FIG. 5 is a block diagram of an embodiment of a multi-tag movie classification apparatus provided herein;

FIG. 6 is a block diagram of an embodiment of an electronic device provided herein;

FIG. 7 is a block diagram of an embodiment of a computer-readable storage medium provided herein.

Detailed Description

The following describes in detail the embodiments of the present application with reference to the drawings attached hereto.

In the following description, for purposes of explanation and not limitation, specific details are set forth such as particular system structures, interfaces, techniques, etc. in order to provide a thorough understanding of the present application.

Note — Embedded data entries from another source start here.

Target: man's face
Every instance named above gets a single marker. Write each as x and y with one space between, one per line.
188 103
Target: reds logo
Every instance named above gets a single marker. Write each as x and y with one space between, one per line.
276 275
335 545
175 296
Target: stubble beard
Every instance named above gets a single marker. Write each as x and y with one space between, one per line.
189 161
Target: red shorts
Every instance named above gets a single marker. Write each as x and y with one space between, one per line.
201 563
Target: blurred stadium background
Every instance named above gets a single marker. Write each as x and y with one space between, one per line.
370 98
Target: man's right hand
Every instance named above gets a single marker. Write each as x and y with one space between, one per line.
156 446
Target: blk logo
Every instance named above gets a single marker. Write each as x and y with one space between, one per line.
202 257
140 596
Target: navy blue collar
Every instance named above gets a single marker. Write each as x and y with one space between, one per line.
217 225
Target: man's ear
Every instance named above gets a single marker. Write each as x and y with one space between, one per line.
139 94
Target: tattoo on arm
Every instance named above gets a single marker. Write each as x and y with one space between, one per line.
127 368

The term "and/or" herein is merely an association describing an associated object, meaning that three relationships may exist, e.g., a and/or B, may mean: a exists alone, A and B exist simultaneously, and B exists alone. In addition, the character "/" herein generally indicates that the former and latter related objects are in an "or" relationship. Further, the term "plurality" herein means two or more than two. In addition, the term "at least one" herein means any one of a plurality or any combination of at least two of a plurality, for example, including at least one of A, B, C, and may mean including any one or more elements selected from the group consisting of A, B and C.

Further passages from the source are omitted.